- The very size and complexity that allows pharmaceutical conglomerates to research, produce and distribute drugs is proving to be among the greatest challenges to accelerating the supply chain, PharmExec.com reported last week.
- Consumers are demanding personalized care and convenient delivery, but pharmaceutical companies may find it difficult to speed processes and better target production without integrated systems and data. Yet, a more integrated chain also brings the challenge of cybersecurity, an especially sensitive topic in healthcare.
- Despite the challenges, many companies are upgrading their chains given recent product serialization regulations and market demands. To do so successfully, however, companies must align support is unified across departments, facilities and corporate divisions.
Supply chain integrations are complex regardless of the industry, but the pharmaceutical supply chain's challenges are especially daunting.
As PharmExec suggests, the industry's main players are large, multinational conglomerates with a hand in every step of the process, from drug development and clinical trials, to procurement of active pharmaceutical ingredients and distribution of products from manufacturing facilities to warehouses across multiple borders. Add to all of that the temperature- and pressure-sensitive nature of products that could affect lives, and it becomes clear managing a cold chain is no easy feat.
Given the complexity, it would seem supply chain management would be a priority, but all accounts suggest the industry has been slow to modernize its processes.
A recent study revealed drug shortages remain commonplace throughout the chain, as companies fail to maintain backup supplies or mitigate supply risk with diverse procurement, forcing the healthcare industry to pay roughly $230 million to purchase needed supplies on-demand. Meanwhile, Merck & Co. only recently began its supply chain integration process to bring its four planning hubs, 80 distribution centers and 20 external sites into one, common technology system.
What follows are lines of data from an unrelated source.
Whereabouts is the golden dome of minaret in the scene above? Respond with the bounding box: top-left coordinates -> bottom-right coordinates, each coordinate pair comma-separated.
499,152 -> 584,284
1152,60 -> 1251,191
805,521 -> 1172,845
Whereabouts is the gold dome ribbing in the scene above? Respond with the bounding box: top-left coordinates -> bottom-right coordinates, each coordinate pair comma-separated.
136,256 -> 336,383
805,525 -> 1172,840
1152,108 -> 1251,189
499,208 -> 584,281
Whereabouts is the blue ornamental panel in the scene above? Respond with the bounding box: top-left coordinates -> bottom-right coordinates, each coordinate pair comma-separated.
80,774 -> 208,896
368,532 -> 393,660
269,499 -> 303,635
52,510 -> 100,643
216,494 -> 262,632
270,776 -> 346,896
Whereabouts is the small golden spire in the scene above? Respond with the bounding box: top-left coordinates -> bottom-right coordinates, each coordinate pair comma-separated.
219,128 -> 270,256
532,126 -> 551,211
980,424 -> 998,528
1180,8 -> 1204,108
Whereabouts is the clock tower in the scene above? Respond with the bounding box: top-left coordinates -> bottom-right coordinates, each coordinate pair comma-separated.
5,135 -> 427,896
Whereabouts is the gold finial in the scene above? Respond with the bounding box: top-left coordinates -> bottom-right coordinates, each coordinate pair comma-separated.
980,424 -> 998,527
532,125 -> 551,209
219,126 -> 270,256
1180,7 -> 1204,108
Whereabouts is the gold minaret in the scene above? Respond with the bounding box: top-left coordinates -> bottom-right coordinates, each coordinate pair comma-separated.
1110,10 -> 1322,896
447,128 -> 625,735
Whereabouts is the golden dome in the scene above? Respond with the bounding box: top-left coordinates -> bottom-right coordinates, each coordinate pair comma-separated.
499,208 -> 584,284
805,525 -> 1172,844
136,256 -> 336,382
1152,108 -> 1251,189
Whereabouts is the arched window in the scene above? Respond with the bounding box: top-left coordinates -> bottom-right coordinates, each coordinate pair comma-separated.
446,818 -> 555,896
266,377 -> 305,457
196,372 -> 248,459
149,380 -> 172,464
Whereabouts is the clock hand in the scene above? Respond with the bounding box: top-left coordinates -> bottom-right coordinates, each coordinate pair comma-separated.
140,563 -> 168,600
However, pharmaceutical chains are beginning to see the value in integration, or perhaps the need to modernize.
For one, recent serialization regulations are forcing companies to digitally catalog all products in order to trace them throughout the chain. Such initiatives will allow companies to spot counterfeit drugs, tampering and cold chain failures down to a specific shipment. Supply waste will decrease with more accurate records and decreased spoilage.
The benefits of an integrated supply chain do not end at visibility, however. Increased data allows for improved demand planning and forecasts, as well as a better understanding of the market. As personalized medicine becomes more popular and profitable, predictive analytics using consumer data will too become necessary. As a result, pharmaceutical companies can both increase output and decrease waste with a single initiative.
The nature of supply chain management has changed; so too must the professional toolkit. A look at the retail, automotive and other advanced industries show technological integration is the second step in the long process of modernizing the value chain. First, leaders and talent must be acquired to ensure the transition is successful.